Open Dolyfin opened 1 month ago
Hi @Dolyfin
You can manually jump to step 2 and populate your own CSV files, into the relevant boxes, however I apprecaite you are talking about something slightly different here. Also, I do intend to document that process a little better in the wiki (finetuning is still on my WIKI list to write at some point).
I cant find any details on "lab" file format (other than for label printers, which clearly isnt right. Have you any links to something about the file format or tell me some software that works with it, so I can get a better understanding about what you are suggesting.
Thanks
.lab is just raw text here. It’s what Fishspeech uses in their fine tuning process. I would just assume .txt for text instead.
Hi @Dolyfin
Sorry for the later reply, but Ive been dealing with other things in life for a while, see here https://github.com/erew123/alltalk_tts/issues/377
So, the underlying requirement for the formatting layout for Coqui XTTS training, is set by Coqui's scripts. Please see the reference here on their documentation https://docs.coqui.ai/en/latest/formatting_your_dataset.html#formatting-your-dataset (see the bit that says We recommend the following format delimited by |. In the following example, audio1, audio2 refer to files audio1.wav, audio2.wav etc...........
)
The only way I could see to handle what you are describing would be to write a bit of script to rip through the .lab files and generate the resulting/required Coqui CSV files, which in principle, shouldn't be too hard. The only real decision the user would need to make would be the % to use for the Evaluation CVS and the % used for the Training CSV. It wouldnt be too hard to knock something together to do this.
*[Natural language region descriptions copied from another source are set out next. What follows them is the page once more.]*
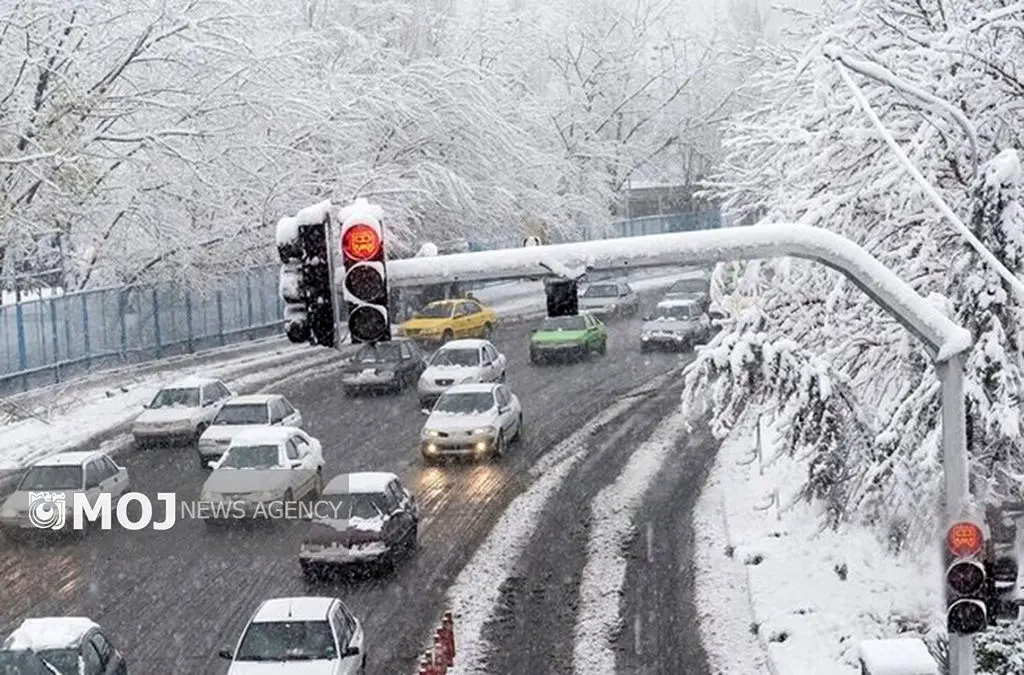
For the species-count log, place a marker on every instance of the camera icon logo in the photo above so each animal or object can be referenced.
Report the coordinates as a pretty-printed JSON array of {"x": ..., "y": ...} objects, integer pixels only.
[{"x": 47, "y": 510}]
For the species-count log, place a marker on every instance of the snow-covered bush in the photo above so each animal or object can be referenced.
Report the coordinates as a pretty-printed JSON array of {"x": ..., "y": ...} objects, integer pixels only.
[{"x": 811, "y": 155}]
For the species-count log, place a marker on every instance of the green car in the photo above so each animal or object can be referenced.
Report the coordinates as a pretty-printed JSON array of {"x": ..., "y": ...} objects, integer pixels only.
[{"x": 564, "y": 338}]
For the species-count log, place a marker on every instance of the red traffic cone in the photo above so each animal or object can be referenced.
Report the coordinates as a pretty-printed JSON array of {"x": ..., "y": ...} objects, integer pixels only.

Q. I assume you would have 1x folder that has all your dataset in it, populated with your audio and lab files? And of course, that would be the dataset to convert to the Coqui format.
Thanks
Is your feature request related to a problem? Please describe. I have a dataset with uncommon words that I cannot expect Whisper or any ASR model to be able transcribe accurately. The dataset is already perfectly transcribed with each audio file having an accompanying .lab (label) file with the manual transcription in raw text.
The generating dataset step only allows modifications of the transcript csv after the wavs are automatically split. This makes the perfect existing transcriptions essentially useless and impossible to combine manually on large datasets. (dataset in hours).
Describe the solution you'd like Option to not use ASR for transcription and to use existing text files. If files need to be at a certain length for training. Make the user responsible for having audio files within set max audio length.
Describe alternatives you've considered Modifying csv manually after is not practical when the dataset is already transcribed in full.